Biconomy and the Ethereum Foundation have published ERC-8211, a new Ethereum standard that changes how multi-step transactions get built and executed onchain. The standard, called smart batching, lets users and AI agents sign a single transaction covering an entire DeFi strategy, with each step’s values calculated at the exact moment the transaction runs rather than when it is signed.
The announcement came through Biconomy’s post on X, where the team described the standard as co-developed alongside the Ethereum Foundation’s UX improvement track. As ETH_Daily reported on X, the fix addresses a core problem: current batching on Ethereum locks in every number at signing time. Prices move. Outputs shift. The whole batch fails or leaves dust behind.

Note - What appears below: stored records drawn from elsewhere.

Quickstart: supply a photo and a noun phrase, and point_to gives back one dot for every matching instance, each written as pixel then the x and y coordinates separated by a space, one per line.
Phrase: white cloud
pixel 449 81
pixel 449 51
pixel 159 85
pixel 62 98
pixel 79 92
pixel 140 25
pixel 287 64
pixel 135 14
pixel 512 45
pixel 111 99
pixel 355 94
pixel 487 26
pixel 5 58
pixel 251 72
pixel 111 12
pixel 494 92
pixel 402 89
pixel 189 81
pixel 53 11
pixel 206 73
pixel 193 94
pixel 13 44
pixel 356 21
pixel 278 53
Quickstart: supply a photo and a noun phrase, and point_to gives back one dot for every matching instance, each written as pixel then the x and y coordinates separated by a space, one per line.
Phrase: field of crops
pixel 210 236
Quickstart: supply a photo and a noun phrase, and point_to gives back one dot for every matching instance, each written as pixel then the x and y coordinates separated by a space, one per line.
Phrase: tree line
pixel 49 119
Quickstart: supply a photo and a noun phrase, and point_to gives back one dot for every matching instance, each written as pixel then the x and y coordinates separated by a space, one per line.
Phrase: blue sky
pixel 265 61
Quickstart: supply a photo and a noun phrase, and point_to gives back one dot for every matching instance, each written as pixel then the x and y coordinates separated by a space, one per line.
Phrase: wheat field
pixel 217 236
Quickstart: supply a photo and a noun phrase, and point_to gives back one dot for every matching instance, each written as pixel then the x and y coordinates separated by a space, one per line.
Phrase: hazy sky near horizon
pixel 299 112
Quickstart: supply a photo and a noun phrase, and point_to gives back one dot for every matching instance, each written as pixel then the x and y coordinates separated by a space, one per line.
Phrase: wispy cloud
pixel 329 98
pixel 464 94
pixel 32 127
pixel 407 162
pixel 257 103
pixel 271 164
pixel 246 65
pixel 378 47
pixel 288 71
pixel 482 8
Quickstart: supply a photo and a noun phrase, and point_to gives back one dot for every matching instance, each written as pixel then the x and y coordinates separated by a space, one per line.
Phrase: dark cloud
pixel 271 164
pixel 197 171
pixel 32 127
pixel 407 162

Static Execution Has Been Costing Users
The failure mode is straightforward. An agent wants to swap 1 ETH for USDC, then supply all of it to Aave. It has to guess the swap output before signing. If slippage returns 1,980 USDC instead of the hardcoded 2,000, the supply call fails and the entire batch reverts. If the agent guesses low at 1,950 to avoid that, 50 USDC sits idle. There is no way to say “supply whatever actually arrived.”
Teams that needed to go beyond this built custom smart contracts for every flow. New audit cycles, new deployment costs, new attack surface each time a strategy changed. Every team rebuilt the same infrastructure independently with no composability between them.
ERC-8211 cuts out that entire layer. Parameters are no longer pre-encoded. The EVM reads live onchain state at execution, validates it against inline constraints, then builds the calldata from what actually exists. No stale data passes through.
As Ethereum’s official account posted on X:
“ERC-8211 allows users and agents to express multi-step composable actions as a simple off-chain script with built-in safety.”
The standard is built on three components. Fetchers pull live values from onchain state at execution time, reading balances, oracle prices, or any contract’s view function. Constraints sit on top of those values, enforcing minimum amounts or maximum caps before a call proceeds. If a resolved balance is zero, it fails safely rather than passing through silently.
Why Agents Cannot Deviate After Signing
Predicate entries are the third piece. They act as boolean gates on chain state, checking whether conditions are met before anything executes. A cross-chain batch can include a predicate that waits for bridged funds to arrive on the destination chain. The relayer simulates the batch, and if the funds haven’t landed yet, it holds. The moment they do, it submits.
This structure also closes the hallucination problem for agent-executed transactions. Once a user reviews and signs the batch, the agent cannot deviate during execution. The relayer handles submission. Constraints are validated entirely onchain. The relayer cannot forge or redirect funds. What was signed is what runs, or the batch reverts.
ETH_Daily noted on X that the practical change is significant for ordinary users. Instead of specifying “swap 100 USDC, supply exactly 0.049 WETH,” a user can instruct: “swap 100 USDC, take whatever WETH arrives, supply all of it, but only if it clears my minimum.” The batch executes that logic or does not execute at all.
The Standard Is Account-Agnostic by Design
ERC-8211 works across ERC-7579 accounts, ERC-6900 accounts, native smart account implementations, ERC-7702 EOAs, and simple EOAs. All paths consume the same encoding and follow the same execution algorithm. It is compatible with ERC-7683, ERC-4337, and the interop standards under the Ethereum Foundation’s UX track.
The reference implementation is open source and the SDK is being built publicly. A live demo is already available. The Ethereum Magicians discussion thread is open for technical feedback, and a builder community is live on Telegram.
Biconomy described teams like Virtuals, Bankr, and AskGina as already pushing autonomous onchain execution but still defaulting to simple swaps, not from lack of intelligence but from lack of a shared standard to express anything more complex. ERC-8211 is positioned as that shared layer.
The standard also fits into a broader agent stack being developed on Ethereum, alongside ERC-8004 for agent identity, ERC-8183 for agent commerce, and x402 for agent payments. Smart batching is designed to handle what those standards leave unaddressed: the execution itself.